I remember the first time I noticed this. We were playing in a public park. Reese would call all the strange kids she had just met on the jungle-gym “friends.” She would run after a little boy, and I’d ask her what she was doing. “I run with my friend,” she’d say as if it were obvious, which I suppose to her it was.
And it’s not just kids. I’ve noticed her doing the same thing in reference to adults, especially those at church and at school.
I was pleased and saddened at the same time by her use of the word “friend.”
How wonderful it is that she looked to all the new people in her life with that kind of glow in her spirit. One of the greatest injustices, at least to my mind, is when a child is coached by early tragedy to eye any newcomer as a likely enemy and not as a likely friend.
But at the same time I had the dark premonition of an almost inevitable future conversation with a tearful Reese. In this talk I will have to try to explain to her that not everyone she meets wants to be her friend. Sometimes it seems people spend almost all their effort and energy on being the exact opposite of friends.
Sometimes we tend to spend our energy on what they call in politics “smear campaigns.” Sadly, from early on Christians have done their share of smearing other people who could have easily been friends.

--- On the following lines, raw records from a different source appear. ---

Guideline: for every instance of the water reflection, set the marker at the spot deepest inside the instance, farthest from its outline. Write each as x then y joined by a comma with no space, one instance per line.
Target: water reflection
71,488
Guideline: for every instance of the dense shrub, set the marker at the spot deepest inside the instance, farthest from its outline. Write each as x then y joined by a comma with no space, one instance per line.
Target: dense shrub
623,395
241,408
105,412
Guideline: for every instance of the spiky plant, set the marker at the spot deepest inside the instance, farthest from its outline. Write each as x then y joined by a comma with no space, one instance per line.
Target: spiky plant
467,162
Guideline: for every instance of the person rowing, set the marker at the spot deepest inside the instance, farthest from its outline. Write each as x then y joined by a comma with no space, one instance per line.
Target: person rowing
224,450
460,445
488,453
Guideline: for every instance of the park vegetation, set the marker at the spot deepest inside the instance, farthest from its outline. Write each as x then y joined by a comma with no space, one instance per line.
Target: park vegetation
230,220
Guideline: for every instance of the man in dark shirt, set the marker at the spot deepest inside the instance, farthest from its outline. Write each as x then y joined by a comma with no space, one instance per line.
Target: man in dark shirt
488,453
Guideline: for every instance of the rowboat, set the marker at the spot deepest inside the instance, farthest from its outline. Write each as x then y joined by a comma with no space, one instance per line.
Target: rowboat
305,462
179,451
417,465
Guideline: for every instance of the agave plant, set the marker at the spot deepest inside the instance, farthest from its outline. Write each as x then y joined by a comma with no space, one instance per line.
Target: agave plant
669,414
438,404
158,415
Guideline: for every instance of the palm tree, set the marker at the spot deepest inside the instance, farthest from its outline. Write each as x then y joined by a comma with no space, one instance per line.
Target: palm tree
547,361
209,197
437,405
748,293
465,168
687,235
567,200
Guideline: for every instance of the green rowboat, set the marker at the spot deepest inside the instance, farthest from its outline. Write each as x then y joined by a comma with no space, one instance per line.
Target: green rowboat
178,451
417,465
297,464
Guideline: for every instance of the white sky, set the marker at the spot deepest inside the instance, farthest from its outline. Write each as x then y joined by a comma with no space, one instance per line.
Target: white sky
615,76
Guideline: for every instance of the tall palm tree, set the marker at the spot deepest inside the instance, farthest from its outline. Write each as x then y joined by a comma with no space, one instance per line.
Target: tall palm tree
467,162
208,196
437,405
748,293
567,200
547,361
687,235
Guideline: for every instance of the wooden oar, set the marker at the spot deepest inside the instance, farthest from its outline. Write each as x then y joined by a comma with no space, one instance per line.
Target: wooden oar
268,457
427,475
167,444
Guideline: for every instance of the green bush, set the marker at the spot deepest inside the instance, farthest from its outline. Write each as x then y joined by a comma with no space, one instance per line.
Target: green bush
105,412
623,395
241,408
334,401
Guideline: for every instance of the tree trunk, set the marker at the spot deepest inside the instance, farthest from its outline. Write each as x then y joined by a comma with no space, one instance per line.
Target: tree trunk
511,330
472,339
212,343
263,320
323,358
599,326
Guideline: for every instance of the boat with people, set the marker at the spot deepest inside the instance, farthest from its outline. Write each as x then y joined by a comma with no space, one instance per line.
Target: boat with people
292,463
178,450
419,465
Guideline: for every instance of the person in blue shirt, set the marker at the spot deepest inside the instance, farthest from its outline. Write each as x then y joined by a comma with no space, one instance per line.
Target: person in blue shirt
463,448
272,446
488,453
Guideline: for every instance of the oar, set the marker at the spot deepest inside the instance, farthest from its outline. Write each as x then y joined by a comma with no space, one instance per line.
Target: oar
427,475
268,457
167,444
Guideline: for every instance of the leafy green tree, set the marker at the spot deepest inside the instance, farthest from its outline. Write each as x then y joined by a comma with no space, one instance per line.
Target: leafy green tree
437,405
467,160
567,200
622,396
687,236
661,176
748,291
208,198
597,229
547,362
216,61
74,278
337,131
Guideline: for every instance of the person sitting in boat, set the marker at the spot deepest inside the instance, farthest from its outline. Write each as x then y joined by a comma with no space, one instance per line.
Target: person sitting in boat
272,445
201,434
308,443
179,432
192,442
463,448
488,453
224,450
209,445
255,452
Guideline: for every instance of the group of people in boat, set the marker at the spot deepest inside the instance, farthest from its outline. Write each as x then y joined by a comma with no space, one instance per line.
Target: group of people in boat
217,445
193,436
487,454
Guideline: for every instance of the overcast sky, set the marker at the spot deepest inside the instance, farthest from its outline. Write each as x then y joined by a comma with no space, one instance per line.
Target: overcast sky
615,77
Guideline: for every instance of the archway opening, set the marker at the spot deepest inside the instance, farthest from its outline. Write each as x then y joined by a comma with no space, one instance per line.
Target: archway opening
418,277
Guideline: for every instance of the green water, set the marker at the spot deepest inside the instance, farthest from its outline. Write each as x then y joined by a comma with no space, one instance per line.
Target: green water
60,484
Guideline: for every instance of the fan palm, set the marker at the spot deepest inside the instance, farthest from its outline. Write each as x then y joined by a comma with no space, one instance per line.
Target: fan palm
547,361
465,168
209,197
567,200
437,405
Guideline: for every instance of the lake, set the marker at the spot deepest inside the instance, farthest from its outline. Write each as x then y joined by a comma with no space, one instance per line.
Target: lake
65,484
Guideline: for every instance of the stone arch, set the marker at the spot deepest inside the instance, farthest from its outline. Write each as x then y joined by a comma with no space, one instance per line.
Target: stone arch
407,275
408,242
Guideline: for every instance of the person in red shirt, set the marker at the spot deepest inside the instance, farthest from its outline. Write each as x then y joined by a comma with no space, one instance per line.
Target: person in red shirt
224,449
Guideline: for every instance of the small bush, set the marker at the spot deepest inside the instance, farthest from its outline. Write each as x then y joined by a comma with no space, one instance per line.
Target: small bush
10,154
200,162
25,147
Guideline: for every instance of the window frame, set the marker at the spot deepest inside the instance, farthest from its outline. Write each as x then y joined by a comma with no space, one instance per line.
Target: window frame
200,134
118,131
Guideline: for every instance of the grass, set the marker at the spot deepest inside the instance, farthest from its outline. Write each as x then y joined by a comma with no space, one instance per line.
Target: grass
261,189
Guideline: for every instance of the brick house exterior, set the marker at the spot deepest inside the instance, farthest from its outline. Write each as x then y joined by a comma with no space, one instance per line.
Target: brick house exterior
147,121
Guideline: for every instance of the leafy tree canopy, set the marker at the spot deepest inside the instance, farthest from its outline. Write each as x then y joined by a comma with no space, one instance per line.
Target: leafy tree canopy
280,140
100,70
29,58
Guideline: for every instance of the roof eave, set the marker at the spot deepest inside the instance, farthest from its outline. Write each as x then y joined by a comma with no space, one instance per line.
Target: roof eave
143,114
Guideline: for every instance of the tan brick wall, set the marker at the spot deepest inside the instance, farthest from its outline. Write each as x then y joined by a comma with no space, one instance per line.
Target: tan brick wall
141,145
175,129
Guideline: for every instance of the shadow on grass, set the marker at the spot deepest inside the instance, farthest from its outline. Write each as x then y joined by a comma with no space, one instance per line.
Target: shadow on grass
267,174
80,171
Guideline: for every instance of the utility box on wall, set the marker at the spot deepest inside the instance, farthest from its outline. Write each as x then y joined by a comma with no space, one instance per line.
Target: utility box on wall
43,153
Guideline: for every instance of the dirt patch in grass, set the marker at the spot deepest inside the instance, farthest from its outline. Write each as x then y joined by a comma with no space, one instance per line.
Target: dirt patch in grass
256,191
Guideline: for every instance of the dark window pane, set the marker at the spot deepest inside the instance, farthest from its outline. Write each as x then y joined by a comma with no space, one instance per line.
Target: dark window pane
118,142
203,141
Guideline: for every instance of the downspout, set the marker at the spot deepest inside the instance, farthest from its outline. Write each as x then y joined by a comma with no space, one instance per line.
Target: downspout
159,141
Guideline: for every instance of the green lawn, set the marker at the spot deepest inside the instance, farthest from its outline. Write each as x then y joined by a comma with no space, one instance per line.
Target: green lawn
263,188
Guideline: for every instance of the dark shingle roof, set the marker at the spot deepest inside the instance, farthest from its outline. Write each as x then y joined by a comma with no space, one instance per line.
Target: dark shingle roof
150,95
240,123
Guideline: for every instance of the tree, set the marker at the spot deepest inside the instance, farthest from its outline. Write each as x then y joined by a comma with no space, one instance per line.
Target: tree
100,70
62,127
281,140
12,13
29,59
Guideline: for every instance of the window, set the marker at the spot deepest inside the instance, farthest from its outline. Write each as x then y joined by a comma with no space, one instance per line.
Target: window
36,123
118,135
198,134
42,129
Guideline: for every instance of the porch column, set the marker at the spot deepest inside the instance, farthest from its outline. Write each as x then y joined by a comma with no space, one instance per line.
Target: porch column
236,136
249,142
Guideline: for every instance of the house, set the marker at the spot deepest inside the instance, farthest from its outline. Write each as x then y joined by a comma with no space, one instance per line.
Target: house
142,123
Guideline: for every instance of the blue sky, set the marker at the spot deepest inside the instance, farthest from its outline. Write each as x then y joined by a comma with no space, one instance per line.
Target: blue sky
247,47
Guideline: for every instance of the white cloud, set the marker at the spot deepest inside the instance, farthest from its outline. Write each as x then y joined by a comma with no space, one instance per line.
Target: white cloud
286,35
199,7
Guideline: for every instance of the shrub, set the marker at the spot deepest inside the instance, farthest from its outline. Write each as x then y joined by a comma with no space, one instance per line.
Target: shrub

Yet, early Christians themselves also received a big helping of smears.
One of the best (or worst, depending on your perspective, I suppose) had to do with Christians being labeled “cannibals” because in worship services they ate the “flesh and blood of Jesus.”
As you may or may not know, Christian worship services often include a ritual, symbolic meal called The Lord’s Supper (aka The Table, Communion, or The Eucharist). At this time in the service someone will usually say something to the effect that Jesus called this bread his body and this cup of wine (or grape juice) his blood. Throw the statement into the negative spin machine and you get…nasty Jesus-eating cannibals!
If my memory serves me (which often it doesn’t), another controversy for the early communities of Jesus’ followers had to do with what is sometimes called “the holy kiss.” But this one wasn’t based on a smear. The early Christians deserved it.
In the close of a letter meant to be read in the worship services of the church in Rome, the apostle Paul wrote, “Greet one another with a holy kiss.”
To do this could easily be seen as scandalous because kisses were only for the right people – the people of one’s clan, or perhaps for the best of friends. But here is Paul asking for people in the community of faith to treat each other as intimates and as equals.
And these Jesus-follower communities were becoming meeting places of people who should not be associating equally as friends as far as the general culture was concerned – the rich and poor, the Jew and non-Jew, the male and female, the master and the slave.
Perhaps stronger still, these communities within them contained people at odds with one other because some conflict that had happened between them – a marriage was going sour, a law suit loomed on the horizon, money had been misused, cruel words had been spit back and forth.
Yet Paul tells the folks gathered as church to kiss each other as friends and family in Christ, to share a holy kiss despite their divisions. People who should not be at peace in such a way, people who were not friends through the arrangements of the world, were to treat each other as friends – even as brothers and sisters – because of the Christ they shared.
Now Paul and these early Christians were not idiots. Their daddies and mommies without a doubt had sat them down at some point and told them that not every stranger is a friend. Further, if you think they are, then you are cruising for an inevitable emotional bruising.
But perhaps those Christians also believed beyond all this that in Christ God was making all things new, including relationships. Maybe because Christ was real, the ultimate way to see another person in God’s real world was as a friend and not as an enemy.
When my inevitable talk with Reese comes, (and bits and pieces of it already have) I will have something to teach Reese. I can teach her about how the broken world often works to break hearts by showing us how many people are not our friends.
Yet Reese may very well have something better to teach me. She can teach me about how the healing love of Christ can work through something as simple as a kiss and the faith to see even strangers as friends.